70% of Midway residents polled wish to have new large transmission lines buried underground, and over half a million dollars have been raised to fund that effort. Despite that support, The lines could end up overhead due to high costs and a large power companies reported deadline.
In December Midway’s City Council unanimously voted to approve the joint conditional use permit submitted by Rocky Mountain Power and Heber Light & Power to construct new transmission lines to carry power through the southern portion of Midway. The approval was conditional on a few items, the key one being that the lines be buried, if Midway can secure the funds to pay for the additional costs.
A few months later Rocky Mountain Power provided three bids for the cost to bury the lines in Midway, the lowest being $12.6 million. The power company also challenged the conditions on their permit to the Utah Utility Facility Review Board, a state entity that resolves disputes between local governments and power companies.
Midway city argued to the board that the bids accepted by Rocky Mountain Power contained mistakes and were too high.
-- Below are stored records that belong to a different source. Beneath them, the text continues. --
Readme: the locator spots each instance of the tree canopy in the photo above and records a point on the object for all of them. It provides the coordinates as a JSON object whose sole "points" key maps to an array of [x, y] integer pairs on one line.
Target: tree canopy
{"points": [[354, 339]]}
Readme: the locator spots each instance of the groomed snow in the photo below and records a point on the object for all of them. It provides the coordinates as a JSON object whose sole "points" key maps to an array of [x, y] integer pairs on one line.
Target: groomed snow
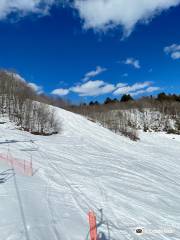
{"points": [[136, 184]]}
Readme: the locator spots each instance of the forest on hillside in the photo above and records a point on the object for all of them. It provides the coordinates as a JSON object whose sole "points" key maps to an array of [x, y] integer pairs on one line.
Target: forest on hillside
{"points": [[25, 107], [127, 115]]}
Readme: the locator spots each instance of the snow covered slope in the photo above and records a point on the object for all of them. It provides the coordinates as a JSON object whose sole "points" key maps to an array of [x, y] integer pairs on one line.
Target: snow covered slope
{"points": [[136, 184]]}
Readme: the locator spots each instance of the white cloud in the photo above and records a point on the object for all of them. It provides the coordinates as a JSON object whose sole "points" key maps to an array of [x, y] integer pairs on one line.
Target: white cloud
{"points": [[99, 87], [173, 50], [36, 88], [24, 7], [148, 90], [60, 92], [132, 89], [106, 14], [133, 62], [94, 73], [125, 75], [93, 88]]}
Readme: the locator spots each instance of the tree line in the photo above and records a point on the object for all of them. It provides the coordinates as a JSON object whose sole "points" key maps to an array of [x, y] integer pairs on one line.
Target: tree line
{"points": [[26, 108], [117, 115]]}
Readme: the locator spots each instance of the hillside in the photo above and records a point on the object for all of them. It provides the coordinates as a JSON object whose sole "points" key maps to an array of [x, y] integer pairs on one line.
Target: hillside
{"points": [[136, 184]]}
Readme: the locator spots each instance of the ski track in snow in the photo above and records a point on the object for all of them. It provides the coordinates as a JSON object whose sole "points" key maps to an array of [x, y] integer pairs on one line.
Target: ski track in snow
{"points": [[136, 184]]}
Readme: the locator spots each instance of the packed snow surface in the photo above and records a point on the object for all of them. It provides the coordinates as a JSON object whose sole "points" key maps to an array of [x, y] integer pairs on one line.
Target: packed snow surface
{"points": [[134, 184]]}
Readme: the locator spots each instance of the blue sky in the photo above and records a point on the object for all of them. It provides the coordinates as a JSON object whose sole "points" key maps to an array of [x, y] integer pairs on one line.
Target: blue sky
{"points": [[79, 52]]}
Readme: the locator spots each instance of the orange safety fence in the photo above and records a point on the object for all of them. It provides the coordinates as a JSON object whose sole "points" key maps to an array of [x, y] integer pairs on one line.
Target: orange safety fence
{"points": [[23, 166], [92, 225]]}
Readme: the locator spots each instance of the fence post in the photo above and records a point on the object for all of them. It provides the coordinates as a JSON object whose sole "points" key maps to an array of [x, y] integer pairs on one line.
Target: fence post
{"points": [[92, 225]]}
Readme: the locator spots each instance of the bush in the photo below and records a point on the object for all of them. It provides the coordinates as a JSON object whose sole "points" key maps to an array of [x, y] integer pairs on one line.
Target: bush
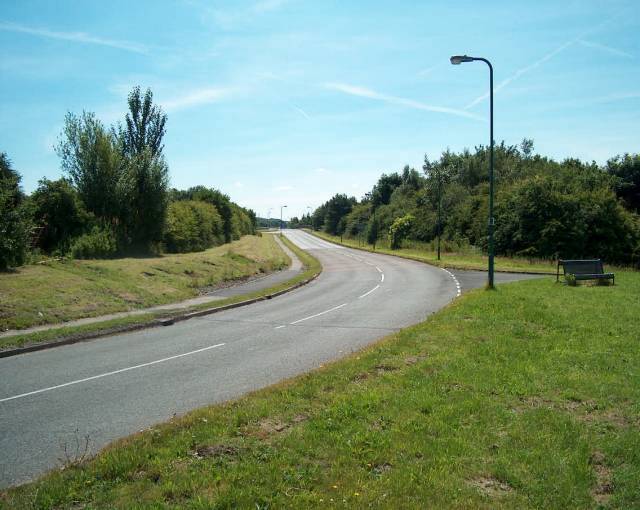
{"points": [[100, 243], [193, 225], [399, 230]]}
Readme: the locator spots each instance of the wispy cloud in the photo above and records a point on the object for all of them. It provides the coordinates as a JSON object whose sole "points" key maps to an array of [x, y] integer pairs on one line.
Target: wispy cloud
{"points": [[522, 71], [229, 18], [542, 60], [195, 98], [301, 112], [428, 70], [608, 49], [354, 90], [78, 37]]}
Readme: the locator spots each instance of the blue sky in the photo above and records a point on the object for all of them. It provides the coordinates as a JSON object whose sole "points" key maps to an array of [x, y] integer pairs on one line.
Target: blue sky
{"points": [[290, 101]]}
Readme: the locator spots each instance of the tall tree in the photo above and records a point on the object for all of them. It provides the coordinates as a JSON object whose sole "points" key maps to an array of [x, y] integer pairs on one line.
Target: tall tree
{"points": [[14, 228], [145, 125], [144, 183], [88, 155]]}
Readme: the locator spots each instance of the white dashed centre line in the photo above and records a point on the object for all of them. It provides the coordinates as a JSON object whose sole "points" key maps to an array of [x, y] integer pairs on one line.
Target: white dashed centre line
{"points": [[110, 373]]}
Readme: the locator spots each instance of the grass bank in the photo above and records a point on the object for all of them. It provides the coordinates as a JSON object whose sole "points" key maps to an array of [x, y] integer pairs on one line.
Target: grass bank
{"points": [[311, 268], [450, 260], [61, 290], [526, 397]]}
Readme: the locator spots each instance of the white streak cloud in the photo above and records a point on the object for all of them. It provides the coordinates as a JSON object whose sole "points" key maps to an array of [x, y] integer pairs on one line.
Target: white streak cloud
{"points": [[78, 37], [195, 98], [608, 49], [354, 90]]}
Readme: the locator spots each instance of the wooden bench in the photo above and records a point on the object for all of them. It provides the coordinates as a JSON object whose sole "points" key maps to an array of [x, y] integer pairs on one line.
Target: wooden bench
{"points": [[584, 270]]}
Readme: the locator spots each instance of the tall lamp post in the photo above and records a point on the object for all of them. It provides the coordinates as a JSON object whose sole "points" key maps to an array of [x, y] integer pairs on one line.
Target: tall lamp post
{"points": [[457, 60], [281, 207]]}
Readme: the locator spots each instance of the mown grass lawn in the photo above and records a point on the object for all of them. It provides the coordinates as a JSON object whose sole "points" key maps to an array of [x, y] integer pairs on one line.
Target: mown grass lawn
{"points": [[467, 260], [526, 397], [59, 291]]}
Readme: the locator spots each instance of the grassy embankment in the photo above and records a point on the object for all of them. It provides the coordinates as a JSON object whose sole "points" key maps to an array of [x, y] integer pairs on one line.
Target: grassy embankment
{"points": [[175, 277], [528, 397], [463, 260]]}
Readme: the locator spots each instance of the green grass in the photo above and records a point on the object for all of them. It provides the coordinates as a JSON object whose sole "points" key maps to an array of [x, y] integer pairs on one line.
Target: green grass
{"points": [[311, 268], [526, 397], [59, 291], [462, 260]]}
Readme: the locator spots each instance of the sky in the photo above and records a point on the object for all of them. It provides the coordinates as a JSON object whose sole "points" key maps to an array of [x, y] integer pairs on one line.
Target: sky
{"points": [[287, 102]]}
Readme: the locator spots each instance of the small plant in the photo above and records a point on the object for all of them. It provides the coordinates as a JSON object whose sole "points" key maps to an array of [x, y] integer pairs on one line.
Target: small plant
{"points": [[75, 455]]}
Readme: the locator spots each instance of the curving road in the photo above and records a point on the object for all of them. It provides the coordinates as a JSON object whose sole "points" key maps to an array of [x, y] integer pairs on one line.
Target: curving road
{"points": [[114, 386]]}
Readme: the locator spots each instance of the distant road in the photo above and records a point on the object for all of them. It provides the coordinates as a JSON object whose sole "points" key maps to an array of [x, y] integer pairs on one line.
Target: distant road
{"points": [[112, 387]]}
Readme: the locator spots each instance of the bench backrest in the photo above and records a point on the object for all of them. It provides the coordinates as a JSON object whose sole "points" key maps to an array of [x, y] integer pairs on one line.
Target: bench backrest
{"points": [[582, 266]]}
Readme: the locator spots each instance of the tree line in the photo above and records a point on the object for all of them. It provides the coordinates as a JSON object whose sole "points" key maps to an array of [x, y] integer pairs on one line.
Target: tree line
{"points": [[543, 208], [114, 198]]}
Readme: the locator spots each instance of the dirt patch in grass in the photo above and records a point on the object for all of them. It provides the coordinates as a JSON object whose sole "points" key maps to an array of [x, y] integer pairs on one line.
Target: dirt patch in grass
{"points": [[491, 486], [216, 451], [603, 488]]}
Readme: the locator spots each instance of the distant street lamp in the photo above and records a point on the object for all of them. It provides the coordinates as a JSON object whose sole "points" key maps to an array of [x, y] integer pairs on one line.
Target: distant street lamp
{"points": [[457, 60], [281, 207]]}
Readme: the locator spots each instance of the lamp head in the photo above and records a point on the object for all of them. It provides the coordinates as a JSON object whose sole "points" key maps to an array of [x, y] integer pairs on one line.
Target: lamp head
{"points": [[458, 59]]}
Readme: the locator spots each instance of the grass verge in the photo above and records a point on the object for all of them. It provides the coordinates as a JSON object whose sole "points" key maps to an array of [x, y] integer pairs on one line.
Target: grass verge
{"points": [[451, 260], [63, 290], [311, 268], [527, 397]]}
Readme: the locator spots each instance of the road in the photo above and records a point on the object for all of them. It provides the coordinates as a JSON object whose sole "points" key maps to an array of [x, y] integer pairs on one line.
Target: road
{"points": [[111, 387]]}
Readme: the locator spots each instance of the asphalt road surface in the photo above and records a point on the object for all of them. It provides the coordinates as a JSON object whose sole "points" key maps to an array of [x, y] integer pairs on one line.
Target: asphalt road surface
{"points": [[111, 387]]}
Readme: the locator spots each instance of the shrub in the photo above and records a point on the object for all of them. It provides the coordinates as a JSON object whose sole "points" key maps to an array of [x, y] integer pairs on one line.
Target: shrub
{"points": [[100, 243], [399, 230], [192, 225]]}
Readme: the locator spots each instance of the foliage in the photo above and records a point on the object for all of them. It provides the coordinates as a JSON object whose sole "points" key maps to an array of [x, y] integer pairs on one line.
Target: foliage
{"points": [[59, 213], [90, 157], [14, 225], [99, 243], [143, 192], [144, 126], [192, 226], [626, 172], [399, 230], [543, 208]]}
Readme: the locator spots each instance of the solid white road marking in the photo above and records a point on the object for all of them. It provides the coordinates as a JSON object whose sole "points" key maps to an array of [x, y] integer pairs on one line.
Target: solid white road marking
{"points": [[367, 293], [110, 373], [318, 314]]}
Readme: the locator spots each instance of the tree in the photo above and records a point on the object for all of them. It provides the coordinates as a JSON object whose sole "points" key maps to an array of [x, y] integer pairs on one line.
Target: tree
{"points": [[399, 230], [337, 207], [438, 177], [145, 125], [144, 180], [143, 192], [89, 156], [626, 172], [14, 227], [59, 212]]}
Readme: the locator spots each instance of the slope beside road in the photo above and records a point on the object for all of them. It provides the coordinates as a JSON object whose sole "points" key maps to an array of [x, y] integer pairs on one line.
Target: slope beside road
{"points": [[115, 386]]}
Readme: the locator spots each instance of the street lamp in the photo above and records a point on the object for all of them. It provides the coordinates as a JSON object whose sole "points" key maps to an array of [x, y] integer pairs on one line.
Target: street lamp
{"points": [[281, 207], [457, 60]]}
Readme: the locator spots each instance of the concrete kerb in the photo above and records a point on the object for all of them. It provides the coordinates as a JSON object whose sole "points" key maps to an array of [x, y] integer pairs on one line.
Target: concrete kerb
{"points": [[83, 337]]}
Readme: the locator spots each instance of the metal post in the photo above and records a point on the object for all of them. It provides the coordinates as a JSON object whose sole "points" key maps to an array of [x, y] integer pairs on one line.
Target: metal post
{"points": [[491, 218]]}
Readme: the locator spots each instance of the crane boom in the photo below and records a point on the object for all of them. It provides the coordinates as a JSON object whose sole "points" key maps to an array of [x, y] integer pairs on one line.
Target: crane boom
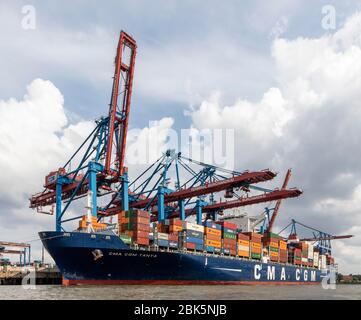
{"points": [[278, 204], [271, 196], [328, 238], [245, 178], [119, 117]]}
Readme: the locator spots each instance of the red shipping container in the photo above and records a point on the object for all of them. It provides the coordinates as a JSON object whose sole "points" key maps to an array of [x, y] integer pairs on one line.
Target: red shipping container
{"points": [[228, 225], [230, 246], [213, 237], [173, 237], [141, 213], [233, 252], [229, 241], [143, 241], [175, 222], [242, 236]]}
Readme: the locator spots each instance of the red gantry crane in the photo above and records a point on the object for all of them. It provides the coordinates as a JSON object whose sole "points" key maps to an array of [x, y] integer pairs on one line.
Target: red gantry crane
{"points": [[101, 171]]}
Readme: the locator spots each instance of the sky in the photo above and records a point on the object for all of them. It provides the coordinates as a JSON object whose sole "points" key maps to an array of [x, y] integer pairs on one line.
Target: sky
{"points": [[275, 72]]}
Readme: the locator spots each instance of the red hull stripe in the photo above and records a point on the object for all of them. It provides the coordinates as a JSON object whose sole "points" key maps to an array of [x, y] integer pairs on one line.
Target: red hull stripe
{"points": [[179, 282]]}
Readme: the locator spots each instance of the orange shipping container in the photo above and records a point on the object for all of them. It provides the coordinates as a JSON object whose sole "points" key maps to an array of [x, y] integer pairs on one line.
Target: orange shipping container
{"points": [[242, 236], [212, 231], [243, 242], [242, 253], [283, 245], [273, 244], [256, 250], [175, 228], [255, 245], [213, 237], [243, 248], [273, 254], [213, 243]]}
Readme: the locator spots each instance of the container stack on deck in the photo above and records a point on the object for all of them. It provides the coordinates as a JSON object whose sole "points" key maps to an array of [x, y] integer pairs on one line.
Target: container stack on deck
{"points": [[304, 251], [243, 245], [271, 243], [294, 255], [217, 237], [310, 254], [229, 238], [135, 224], [255, 245], [212, 237], [192, 236], [316, 257]]}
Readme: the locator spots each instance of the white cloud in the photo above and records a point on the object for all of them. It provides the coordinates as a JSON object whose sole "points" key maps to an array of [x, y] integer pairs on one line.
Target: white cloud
{"points": [[36, 137], [311, 122], [279, 28]]}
Additionally, Midway argued that they should be given time to pass a bond in November to pay for the cost to bury the lines.
After hours of hearings the board ruled in favor of Rocky Mountain Power. At this Tuesday’s meeting, Midway City Council will consider appealing the ruling by the board.
If the council chooses not to appeal, they will have to vote Tuesday evening whether to agree to pay to bury the lines within the next 120 days in an amount exceeding $12 million. City officials and staff have previously stated they do not have anywhere near that amount of liquid cash on hand. Alternatively, the city will vote to agree to have the lines go overhead.